Before you begin your search, ask yourself the following questions:

• What is my Budget? Be sure to include expenses like Utilities and Parking
• Do I need furnished housing?
• How close should I be to Public transportation, grocery stores and restaurants?
• How long will I need to rent?
• What kind of housing do I need?

What Will You Need?

The rental process moves very quickly here in Seattle. It really helps to be prepared. Here is a list of common information you will need for housing applications:

• Contact information
• Addresses of Previous tenancies
• Contact information for previous landlords
• Proof of funding or Income
• Proof of Employment or Proof of Student Status
• Vehicle Information
• Emergency contact information

Credit Scores and Background Checks

Some renters may require a credit or background check. A U.S. Social Security number is necessary for a credit or background check. Students who do not have a social security number are advised to prepare additional documentation of financial resources (scholarships, bank account funds, etc.) as part of a supplemental packet.

Types of Housing

  • - More privacy and flexibility
  • - More choice in location, layout, and location of housing
  • - Get to choose to live alone or with roommates
  • - More expensive
  • - May have to set up utilities
  • - More responsibility
  • - Cultural experience
  • - Opportunities to practice English
  • - Food and meals are provided
  • - Do not have to set up utilities
  • - Less privacy
  • - Less choice in location
  • - Must live with others

How To Find Housing

Ask your friends!

Your friends are often the best place to start your search. If you will live with roommates, it is always better to live with someone you know!

Review apartment resources

Seattle Central College has many apartment resources available for international students, including a list of apartments buildings near campus, names of agencies providing apartment services, and online resources. All resources are detailed on our website.
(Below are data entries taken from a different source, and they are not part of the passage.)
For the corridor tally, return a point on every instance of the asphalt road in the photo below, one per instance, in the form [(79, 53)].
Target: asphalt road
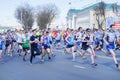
[(59, 67)]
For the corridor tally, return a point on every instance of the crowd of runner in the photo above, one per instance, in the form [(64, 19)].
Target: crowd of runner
[(40, 42)]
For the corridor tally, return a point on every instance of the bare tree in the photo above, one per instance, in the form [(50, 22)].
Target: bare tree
[(100, 14), (46, 14), (25, 16)]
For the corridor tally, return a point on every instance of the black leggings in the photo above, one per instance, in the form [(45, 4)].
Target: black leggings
[(33, 54)]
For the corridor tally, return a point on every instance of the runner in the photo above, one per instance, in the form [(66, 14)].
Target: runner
[(58, 39), (110, 45), (34, 41), (45, 45), (1, 46), (70, 44), (86, 46), (8, 43), (25, 45)]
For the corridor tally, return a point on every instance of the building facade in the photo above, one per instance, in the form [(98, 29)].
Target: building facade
[(86, 17)]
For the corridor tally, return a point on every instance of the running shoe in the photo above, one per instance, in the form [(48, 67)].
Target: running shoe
[(94, 64)]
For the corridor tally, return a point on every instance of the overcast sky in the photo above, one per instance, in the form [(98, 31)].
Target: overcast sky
[(8, 7)]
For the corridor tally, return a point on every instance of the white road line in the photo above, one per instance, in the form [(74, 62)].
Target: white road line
[(104, 57), (81, 67)]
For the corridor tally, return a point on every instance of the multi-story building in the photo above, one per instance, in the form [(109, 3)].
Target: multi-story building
[(86, 17)]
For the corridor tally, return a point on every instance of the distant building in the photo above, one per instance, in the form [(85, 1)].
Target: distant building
[(85, 17)]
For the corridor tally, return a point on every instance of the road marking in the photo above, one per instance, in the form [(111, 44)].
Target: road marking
[(81, 67)]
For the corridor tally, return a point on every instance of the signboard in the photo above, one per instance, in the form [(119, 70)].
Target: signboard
[(117, 20)]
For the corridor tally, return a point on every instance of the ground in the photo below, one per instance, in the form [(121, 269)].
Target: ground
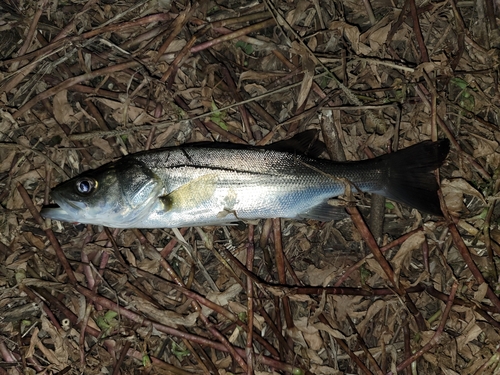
[(85, 82)]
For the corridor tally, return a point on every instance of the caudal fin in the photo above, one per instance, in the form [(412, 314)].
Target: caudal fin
[(409, 177)]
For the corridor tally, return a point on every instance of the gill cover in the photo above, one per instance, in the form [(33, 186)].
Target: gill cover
[(138, 183)]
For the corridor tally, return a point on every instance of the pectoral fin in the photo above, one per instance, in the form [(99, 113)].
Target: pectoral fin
[(192, 194)]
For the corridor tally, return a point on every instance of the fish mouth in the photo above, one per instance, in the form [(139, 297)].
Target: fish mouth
[(55, 212)]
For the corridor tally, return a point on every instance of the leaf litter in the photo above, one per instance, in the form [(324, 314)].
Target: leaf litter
[(82, 83)]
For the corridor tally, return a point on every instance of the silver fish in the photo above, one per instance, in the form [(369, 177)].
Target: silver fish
[(202, 185)]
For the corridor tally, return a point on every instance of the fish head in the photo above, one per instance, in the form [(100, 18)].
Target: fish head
[(117, 195)]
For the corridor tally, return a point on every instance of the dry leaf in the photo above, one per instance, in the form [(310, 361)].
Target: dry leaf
[(63, 112), (402, 258), (306, 85), (103, 145)]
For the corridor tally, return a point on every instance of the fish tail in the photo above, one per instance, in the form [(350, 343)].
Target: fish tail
[(408, 179)]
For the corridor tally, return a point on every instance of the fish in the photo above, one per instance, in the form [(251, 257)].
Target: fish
[(221, 184)]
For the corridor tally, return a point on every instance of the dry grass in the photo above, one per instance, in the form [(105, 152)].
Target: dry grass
[(82, 83)]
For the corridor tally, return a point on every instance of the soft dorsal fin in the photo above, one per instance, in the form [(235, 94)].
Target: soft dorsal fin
[(305, 143)]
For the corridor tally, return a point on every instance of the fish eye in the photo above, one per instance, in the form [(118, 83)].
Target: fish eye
[(86, 186)]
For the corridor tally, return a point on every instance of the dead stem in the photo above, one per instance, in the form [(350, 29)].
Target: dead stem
[(234, 35), (48, 231), (372, 244), (250, 355), (464, 251), (437, 335)]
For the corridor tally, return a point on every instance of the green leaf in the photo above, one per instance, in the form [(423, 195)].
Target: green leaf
[(218, 117), (459, 82)]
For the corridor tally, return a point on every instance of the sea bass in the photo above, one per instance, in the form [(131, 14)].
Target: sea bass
[(206, 185)]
Viewing / Visiting Properties

Safety Tips:

- It is a good idea to bring a friend when looking at a place for the first time!
- Trust your instincts. Do you feel safe?
- Take a cell phone with you

Here are a few factors to consider when searching for a place to live:

- Safety: Do you feel safe walking around the neighborhood at night?
- Are you close to public transportation? Will you need a place to park your car?
- Are you close to restaurants and grocery stores?
- Does the apartment allow you to have a pet in the building?
- What utilities are included in the rent?
- What other amenities are available (bike or storage lockers, communal spaces, gym, etc.)?

Remember to start looking early: Give yourself 4 weeks or more to find housing.
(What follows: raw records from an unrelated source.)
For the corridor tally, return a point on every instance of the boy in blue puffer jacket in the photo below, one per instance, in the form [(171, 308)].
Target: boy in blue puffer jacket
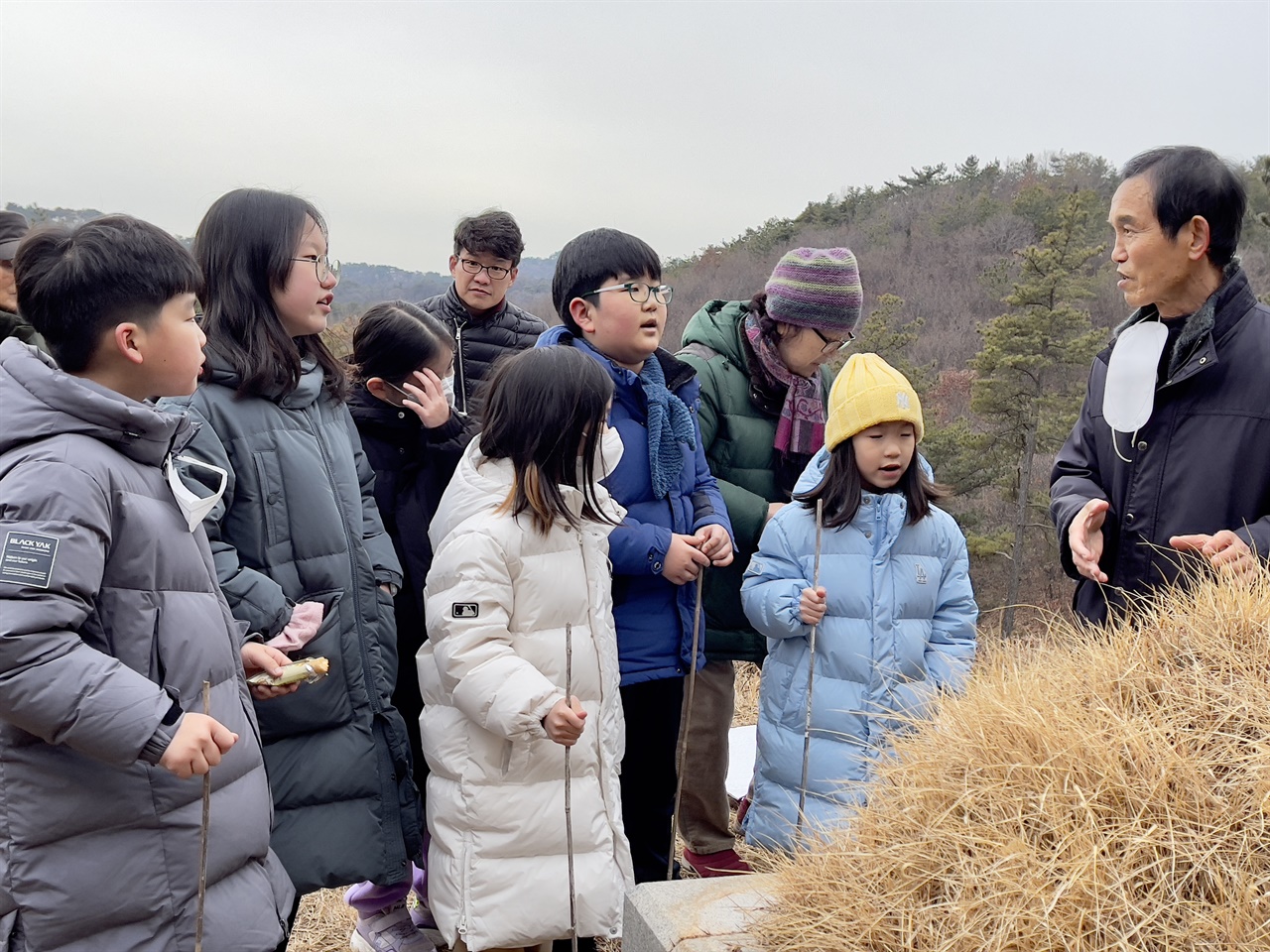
[(897, 613), (608, 293)]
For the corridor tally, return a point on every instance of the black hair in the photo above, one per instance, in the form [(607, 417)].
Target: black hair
[(244, 245), (73, 285), (767, 325), (1189, 180), (842, 489), (394, 339), (541, 407), (492, 232), (597, 257)]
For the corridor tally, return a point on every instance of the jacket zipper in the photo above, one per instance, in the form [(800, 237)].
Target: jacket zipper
[(367, 670), (462, 372)]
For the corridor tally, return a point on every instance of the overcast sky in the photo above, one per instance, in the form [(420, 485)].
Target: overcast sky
[(681, 122)]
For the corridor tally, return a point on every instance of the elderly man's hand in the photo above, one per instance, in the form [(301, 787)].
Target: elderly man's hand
[(1224, 551), (1084, 537)]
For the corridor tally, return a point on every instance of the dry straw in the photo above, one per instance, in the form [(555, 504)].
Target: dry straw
[(1088, 793)]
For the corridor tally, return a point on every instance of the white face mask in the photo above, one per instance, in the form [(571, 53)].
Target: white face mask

Glossary of Common Rental Terms

Tenant - one who rents property owned by another.
Landlord - the owner of property.
Lease - a legal contract between a tenant and a landlord. There are different types of leases:

  • Short Term Lease - Short term leases are generally 3-6 months long. Short term rooms, homestays or apartments may come furnished with a bed or other accommodations.
  • Academic Year Lease - Some leases are designed for students and follow the academic calendar. Academic year leases in Seattle generally run from September to July.
  • Yearly Lease - Yearly leases run 12 full months from the date of signing. This is the most common lease.
  • Sublease - when a tenant rents out all or part of the apartment while still maintaining a lease with the landlord as the primary tenant. Many leases do not allow subleases.
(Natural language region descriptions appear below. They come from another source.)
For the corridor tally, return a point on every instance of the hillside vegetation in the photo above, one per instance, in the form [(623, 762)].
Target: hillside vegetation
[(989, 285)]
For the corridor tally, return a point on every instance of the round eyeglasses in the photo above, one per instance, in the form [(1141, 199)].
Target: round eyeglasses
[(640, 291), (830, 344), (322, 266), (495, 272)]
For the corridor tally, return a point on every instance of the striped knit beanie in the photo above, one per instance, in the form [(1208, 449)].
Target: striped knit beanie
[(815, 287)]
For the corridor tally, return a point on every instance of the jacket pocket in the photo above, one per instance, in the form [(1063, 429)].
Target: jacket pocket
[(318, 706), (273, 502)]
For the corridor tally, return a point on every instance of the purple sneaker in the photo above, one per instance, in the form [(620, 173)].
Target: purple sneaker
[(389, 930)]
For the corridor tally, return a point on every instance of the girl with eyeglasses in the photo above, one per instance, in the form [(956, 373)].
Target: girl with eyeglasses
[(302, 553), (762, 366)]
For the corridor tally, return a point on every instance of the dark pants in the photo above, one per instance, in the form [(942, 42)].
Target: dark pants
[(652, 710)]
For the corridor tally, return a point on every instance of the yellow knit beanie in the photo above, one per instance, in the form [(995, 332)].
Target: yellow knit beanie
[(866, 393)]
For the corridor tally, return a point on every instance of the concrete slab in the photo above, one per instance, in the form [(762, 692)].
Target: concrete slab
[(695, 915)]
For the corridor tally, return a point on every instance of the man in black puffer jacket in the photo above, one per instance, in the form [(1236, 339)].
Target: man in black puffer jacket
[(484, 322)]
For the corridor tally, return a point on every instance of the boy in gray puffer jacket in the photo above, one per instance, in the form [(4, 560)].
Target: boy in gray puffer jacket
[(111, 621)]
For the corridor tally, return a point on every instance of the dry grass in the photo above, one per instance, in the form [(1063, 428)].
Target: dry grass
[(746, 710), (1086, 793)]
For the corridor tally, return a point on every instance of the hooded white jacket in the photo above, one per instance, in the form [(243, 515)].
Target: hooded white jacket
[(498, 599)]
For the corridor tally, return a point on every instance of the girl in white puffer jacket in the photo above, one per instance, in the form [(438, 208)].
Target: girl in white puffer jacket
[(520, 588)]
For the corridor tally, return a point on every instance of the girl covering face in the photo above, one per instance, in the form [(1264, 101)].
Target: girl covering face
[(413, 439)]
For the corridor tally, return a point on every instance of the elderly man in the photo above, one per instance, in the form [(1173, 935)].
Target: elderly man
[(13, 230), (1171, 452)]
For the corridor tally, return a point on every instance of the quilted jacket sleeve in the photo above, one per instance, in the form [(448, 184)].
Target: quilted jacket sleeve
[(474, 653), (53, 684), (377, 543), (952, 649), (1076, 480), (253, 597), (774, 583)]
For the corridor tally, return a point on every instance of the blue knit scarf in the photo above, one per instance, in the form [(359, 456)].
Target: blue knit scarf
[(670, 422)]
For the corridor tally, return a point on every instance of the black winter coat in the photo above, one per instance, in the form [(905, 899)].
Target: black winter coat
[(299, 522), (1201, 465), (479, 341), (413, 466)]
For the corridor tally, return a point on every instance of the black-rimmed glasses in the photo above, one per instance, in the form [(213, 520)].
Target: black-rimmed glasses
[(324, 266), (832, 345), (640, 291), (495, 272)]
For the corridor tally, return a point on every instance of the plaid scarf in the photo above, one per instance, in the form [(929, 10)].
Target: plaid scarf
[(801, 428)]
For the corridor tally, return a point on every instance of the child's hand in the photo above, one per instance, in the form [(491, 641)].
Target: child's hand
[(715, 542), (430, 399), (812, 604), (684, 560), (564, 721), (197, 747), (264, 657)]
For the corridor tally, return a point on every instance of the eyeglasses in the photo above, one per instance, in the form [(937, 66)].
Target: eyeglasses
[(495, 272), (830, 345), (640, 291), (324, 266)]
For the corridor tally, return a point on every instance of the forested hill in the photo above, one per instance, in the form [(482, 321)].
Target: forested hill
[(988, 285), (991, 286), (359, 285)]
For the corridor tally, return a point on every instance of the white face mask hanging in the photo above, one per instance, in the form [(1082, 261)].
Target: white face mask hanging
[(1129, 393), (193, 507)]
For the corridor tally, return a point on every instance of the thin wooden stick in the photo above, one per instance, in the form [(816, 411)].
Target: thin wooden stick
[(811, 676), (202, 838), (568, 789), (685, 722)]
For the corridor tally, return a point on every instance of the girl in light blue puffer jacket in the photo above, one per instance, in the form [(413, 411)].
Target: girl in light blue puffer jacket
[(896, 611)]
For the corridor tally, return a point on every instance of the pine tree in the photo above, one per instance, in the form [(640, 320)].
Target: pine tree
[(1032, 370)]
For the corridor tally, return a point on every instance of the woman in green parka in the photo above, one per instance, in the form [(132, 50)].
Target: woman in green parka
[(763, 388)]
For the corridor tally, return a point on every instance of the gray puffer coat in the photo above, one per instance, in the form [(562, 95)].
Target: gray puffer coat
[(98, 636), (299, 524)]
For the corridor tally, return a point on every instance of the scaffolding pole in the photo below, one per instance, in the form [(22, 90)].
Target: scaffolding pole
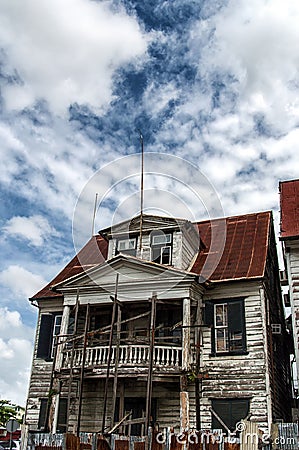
[(150, 366), (109, 355), (72, 361), (118, 329)]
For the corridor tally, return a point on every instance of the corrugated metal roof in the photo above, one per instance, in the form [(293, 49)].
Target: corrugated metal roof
[(92, 254), (289, 209), (243, 257), (245, 249)]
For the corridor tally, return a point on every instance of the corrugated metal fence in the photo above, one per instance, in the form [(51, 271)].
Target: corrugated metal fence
[(283, 437)]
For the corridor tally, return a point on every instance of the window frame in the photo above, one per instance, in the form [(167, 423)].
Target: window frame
[(130, 250), (237, 303), (55, 332), (157, 248), (230, 405)]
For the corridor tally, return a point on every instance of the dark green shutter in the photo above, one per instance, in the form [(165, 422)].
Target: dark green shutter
[(230, 411), (236, 320), (209, 314), (62, 413), (42, 413), (45, 336), (239, 410)]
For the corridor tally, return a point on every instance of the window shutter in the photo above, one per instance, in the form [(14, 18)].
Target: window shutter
[(42, 414), (223, 410), (231, 411), (236, 322), (209, 314), (45, 336), (62, 413), (240, 410)]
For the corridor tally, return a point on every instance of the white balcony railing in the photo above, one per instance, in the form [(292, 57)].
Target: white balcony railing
[(129, 355)]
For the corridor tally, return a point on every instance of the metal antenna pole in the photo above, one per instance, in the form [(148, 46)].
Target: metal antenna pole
[(94, 214), (141, 189)]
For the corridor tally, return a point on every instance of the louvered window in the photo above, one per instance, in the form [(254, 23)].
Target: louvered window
[(230, 411), (227, 321)]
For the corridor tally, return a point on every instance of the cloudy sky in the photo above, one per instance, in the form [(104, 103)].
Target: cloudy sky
[(212, 83)]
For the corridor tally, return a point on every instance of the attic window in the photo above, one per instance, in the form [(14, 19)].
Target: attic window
[(161, 248), (276, 328), (127, 246)]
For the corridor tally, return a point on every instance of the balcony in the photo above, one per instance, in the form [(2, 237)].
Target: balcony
[(130, 357)]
Security deposit - money paid to the landlord as security in case of damage to the property or failure to comply with the lease agreement. All or part of this money is usually refundable.
Background check - a check of your credit and rental history done by the landlord to ensure that you will be a good tenant. This is done before you sign a lease.
Furnished / Unfurnished - indicates whether the apartment comes with or without furniture. A furnished apartment will have basic furniture such as tables, chairs, sofa or beds. An unfurnished apartment will provide no furniture: the tenant must rent or purchase furniture for the apartment.
Utilities - typically, public services provided for homes and apartments, such as electricity, gas, water and waste diposal (sewer), garbage and recycling services. They may also include services like cable television or internet service.